Ha scassato il Milan, poi lo ha attirato in trappola e ha creato le premesse per la vittoria del Napoli: così a ventun anni Kvaratskhelia ha fatto sua la leadership del campionato. La prestazione del georgiano, meno appariscente di altre, è in realtà la chiave di volta della gara. Nel primo tempo ha costretto all’ammonizione i due guardiani che Pioli gli aveva messo addosso, Kjaer e Calabria, inducendo il tecnico rossonero a sostituirli. Nella ripresa ha ingannato Dest con una di quelle finte, tutte sue, che scatenano nell’avversario il riflesso condizionato del fallo, e ha messo sul dischetto degli undici metri la palla del vantaggio. La fantasia del talento di Spalletti è ciò che manca al Milan orfano di Leao per necessità, e orfano di Brahim Diaz per una scelta tattica che, a posteriori, non si rivelerà felice. Alla fine il verdetto di questo prologo della lotta scudetto dice che il Napoli può fare a meno della potenza di Osimhen, anche se la sua assenza si sente, eccome! E costringe gli azzurri a rinunciare al contropiede e ad allungarsi con maggiore fatica. Ma dice anche che il Milan senza il portoghese è una squadra potente e veloce, e tuttavia in deficit di genio.
Il risultato è bugiardo, se riferito alle occasioni da gol, che sono di più per i rossoneri. Ma è sacrosanto in rapporto al dominio tattico della gara, che il Napoli ha fatto suo dopo aver lasciato sfogare il Milan per la prima mezz’ora. Il trio Lobotka-Anguissa-Zielinski è salito in cattedra, coadiuvato da uno straordinario Mario Rui, che sulla fascia sinistra ha fatto la differenza, tanto in interdizione, quanto in costruzione. La performance del regista slovacco è un crescendo rossiniano: nei primi quindici minuti sembra soccombere al pressing alto di De Ketelaere e del centrocampo rossonero, guidato da un ottimo Tonali, poi lentamente sale sul podio e dirige l’orchestra, finendo per giganteggiare nel finale anche nei contrasti con i più aitanti avversari.
Spalletti però ha peccato di presunzione, immaginando di sostituire Politano, prezioso anche in copertura su Theo, con Zerbin, affidandogli un compito troppo grande per un quasi esordiente. E ha rischiato di pagare caro l’azzardo: le due occasioni che hanno messo il Napoli in ginocchio nel finale, quella del gol di Giroud e quella della traversa di Kalulu, nascono dalla mancanza di filtro e dalle ingenuità del giovane esterno azzurro.

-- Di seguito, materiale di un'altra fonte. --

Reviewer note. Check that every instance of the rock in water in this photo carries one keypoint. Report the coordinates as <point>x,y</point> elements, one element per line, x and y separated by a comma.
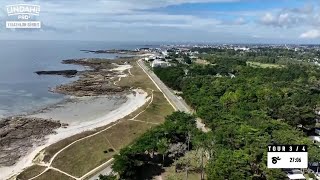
<point>68,73</point>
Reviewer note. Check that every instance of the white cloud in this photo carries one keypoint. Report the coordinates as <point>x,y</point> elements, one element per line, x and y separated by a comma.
<point>281,20</point>
<point>311,34</point>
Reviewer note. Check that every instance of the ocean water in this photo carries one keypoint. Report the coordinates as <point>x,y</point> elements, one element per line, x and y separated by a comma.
<point>21,90</point>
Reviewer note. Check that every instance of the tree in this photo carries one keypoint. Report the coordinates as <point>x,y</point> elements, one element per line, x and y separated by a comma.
<point>162,147</point>
<point>107,177</point>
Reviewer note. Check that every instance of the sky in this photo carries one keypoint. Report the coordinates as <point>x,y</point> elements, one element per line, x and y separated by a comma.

Da San Siro il Napoli porta a casa non solo i tre preziosi punti che lo proiettano in testa alla classifica - nel giorno in cui perdono insieme Milan, Juve, Inter e Roma -, ma soprattutto il carattere di fronte alle sfide più impegnative, che è stato per anni una mancanza sofferta. Nella scorsa stagione, alla settima giornata, il Napoli veleggiava a 21 punti in cima al campionato, quattro in più di oggi, e tuttavia non c’è dubbio che questa squadra, più giovane, priva di campioni come Koulibaly, Insigne, Fabian Ruiz e Mertens, mostra una inedita capacità di assorbire i momenti di crisi, senza smarrirsi. Questa risorsa, sommata alla straordinaria dotazione tecnica e alla varietà tattica del ricco repertorio di Spalletti, candida finalmente il Napoli alla lotta per il titolo.
È tempo di giochisti. In Italia si vince con la tattica e con la fantasia, perché nessuna squadra, eccetto forse l’Atalanta, è in grado di sviluppare agonismo e velocità per novanta minuti. Così è determinante il peso che hanno nel successo i talenti. Kvara su tutti, ma non solo. Guardate che cosa può fare un fantasista come Deloufeu, messo al centro di una diligente comitiva di potenti corridori. E guardate quanto pesano la temporanea assenza di Dybala sulla Roma e il disperato rimpianto di Dybala sulla Juve.